Bottled Water Free Day was celebrated March 10 on campuses and at government buildings across Canada, but at the University of King’s college, March 10 was just another day. That’s because King’s has become the first university campus in Nova Scotia to go entirely bottled water free, every day.
Vice President of the King’s Student Union, Gabe Hoogers, said the transition was fluid. “Everyone has been super helpful and cooperative.”
Bottled Water Free Day is an event to raise awareness of corporate privatization of water, which, according to the UN, is a basic human right. “The point is that corporations shouldn’t be able to package water up the price two hundred times,” Hoogers explained. “It’s largely unregulated; the bottled water might be unsafe, there’s no way of knowing.”
The project was initiated by the Canadian Federation of Students, the Canadian Union of Public Employees, the Sierra Youth Coalition, Development & Peace and the Polaris Institute.

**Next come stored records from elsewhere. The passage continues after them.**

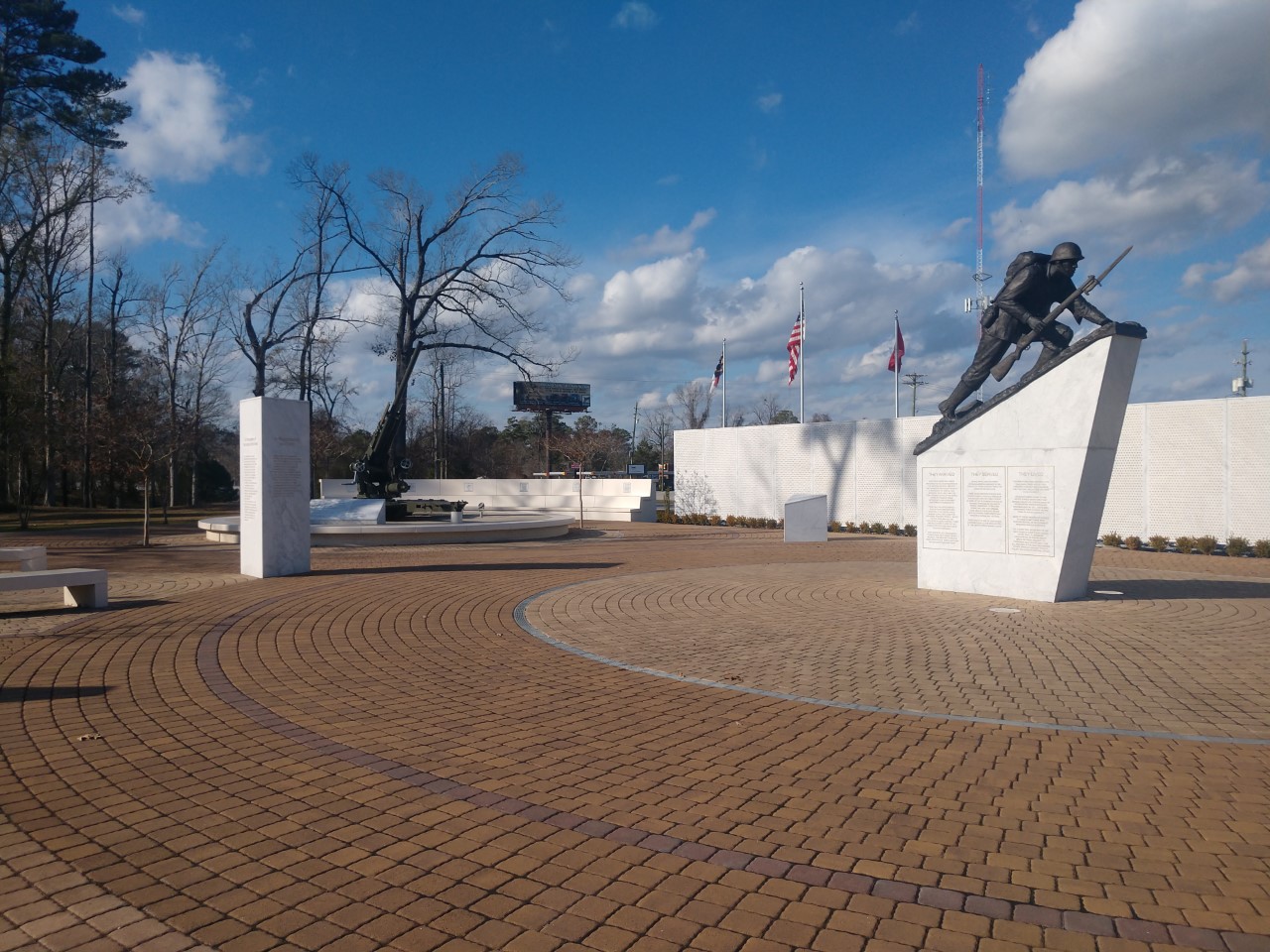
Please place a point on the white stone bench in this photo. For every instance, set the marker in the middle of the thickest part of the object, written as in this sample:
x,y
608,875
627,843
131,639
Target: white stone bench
x,y
30,557
82,588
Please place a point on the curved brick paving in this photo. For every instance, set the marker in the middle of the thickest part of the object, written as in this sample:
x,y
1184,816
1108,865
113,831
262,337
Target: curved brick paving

Eleven campuses and many municipal and provincial governments have now begun to recognize Bottled Water Free Day every day, offering tap water instead of bottles at events and lectures, and taking bottled water out of vending machines.

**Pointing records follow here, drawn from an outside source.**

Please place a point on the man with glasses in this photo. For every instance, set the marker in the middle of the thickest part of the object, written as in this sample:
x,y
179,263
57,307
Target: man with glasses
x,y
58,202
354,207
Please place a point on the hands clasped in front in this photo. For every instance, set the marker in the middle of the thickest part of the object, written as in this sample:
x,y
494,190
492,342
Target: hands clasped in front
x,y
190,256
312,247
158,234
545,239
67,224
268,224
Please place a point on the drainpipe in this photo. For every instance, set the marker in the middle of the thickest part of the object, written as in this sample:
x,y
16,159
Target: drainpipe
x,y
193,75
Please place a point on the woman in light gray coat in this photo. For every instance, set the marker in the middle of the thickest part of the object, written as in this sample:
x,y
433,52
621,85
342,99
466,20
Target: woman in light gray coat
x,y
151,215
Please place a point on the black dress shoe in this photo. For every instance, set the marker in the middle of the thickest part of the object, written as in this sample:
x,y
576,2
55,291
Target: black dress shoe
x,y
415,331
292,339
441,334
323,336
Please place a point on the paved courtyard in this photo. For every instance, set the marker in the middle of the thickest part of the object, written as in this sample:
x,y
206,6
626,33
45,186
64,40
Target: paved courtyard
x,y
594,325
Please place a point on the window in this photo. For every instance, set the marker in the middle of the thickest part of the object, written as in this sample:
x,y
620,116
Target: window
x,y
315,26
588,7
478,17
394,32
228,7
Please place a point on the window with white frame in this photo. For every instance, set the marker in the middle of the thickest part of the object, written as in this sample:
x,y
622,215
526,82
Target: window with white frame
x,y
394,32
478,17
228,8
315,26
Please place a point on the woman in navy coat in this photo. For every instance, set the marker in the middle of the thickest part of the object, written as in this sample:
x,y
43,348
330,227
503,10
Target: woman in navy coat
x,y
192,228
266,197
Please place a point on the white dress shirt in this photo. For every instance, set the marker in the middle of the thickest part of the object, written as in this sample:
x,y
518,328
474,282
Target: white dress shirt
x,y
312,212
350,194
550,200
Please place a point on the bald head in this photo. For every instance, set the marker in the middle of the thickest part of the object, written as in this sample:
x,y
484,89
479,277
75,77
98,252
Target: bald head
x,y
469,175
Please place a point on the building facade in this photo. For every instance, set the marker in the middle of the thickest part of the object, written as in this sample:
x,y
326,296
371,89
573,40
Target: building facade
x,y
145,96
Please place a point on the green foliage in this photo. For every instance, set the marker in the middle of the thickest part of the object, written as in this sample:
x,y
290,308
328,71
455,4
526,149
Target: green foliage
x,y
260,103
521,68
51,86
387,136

For now, though, the usual bottled juices and pops will still be available to buy from campus vending machines. “It’s all about the water,” he said, not the bottle it comes in.

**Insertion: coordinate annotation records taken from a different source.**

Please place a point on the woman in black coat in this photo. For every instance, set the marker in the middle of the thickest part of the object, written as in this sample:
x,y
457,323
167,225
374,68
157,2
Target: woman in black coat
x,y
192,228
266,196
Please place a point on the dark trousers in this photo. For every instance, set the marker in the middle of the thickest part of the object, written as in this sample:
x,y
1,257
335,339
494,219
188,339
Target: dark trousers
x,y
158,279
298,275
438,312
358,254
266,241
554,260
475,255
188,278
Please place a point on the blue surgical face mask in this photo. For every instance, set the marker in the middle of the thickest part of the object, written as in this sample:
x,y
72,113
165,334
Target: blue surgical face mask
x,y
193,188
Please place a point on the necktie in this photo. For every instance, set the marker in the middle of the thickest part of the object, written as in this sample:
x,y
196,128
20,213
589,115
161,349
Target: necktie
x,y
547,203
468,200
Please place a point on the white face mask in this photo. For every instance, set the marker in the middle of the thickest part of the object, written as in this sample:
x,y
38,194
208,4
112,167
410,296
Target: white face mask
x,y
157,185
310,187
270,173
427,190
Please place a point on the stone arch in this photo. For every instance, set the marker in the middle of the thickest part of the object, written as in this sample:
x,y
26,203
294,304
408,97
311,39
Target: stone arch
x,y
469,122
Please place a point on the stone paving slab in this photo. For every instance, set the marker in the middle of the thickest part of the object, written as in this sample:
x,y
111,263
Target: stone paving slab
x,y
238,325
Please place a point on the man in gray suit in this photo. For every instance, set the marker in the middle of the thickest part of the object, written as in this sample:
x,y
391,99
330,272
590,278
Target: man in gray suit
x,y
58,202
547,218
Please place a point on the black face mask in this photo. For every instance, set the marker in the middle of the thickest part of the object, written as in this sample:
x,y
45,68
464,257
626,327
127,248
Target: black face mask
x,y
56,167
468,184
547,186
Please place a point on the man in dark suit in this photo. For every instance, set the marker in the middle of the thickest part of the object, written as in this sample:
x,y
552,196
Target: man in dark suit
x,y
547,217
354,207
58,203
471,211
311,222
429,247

As an initiative more against water privatization than lazy recycling, Hoogers admitted that the juice bottle question has been coming up more than he expected. “I didn’t know there was such a push against the bottles, I think people like juice! We’re keeping the juice for now.”
Instead, he says, “We promote the benefits of having a right to public safe drinking water.” As students continue to stand up for public drinking water, the hope is that at some point, drinking water will no longer be a corproate cause.
The website, bottledwaterfreeday.ca offers the chance to take the pledge against personal use of bottled water, along with ways to get your organization involved.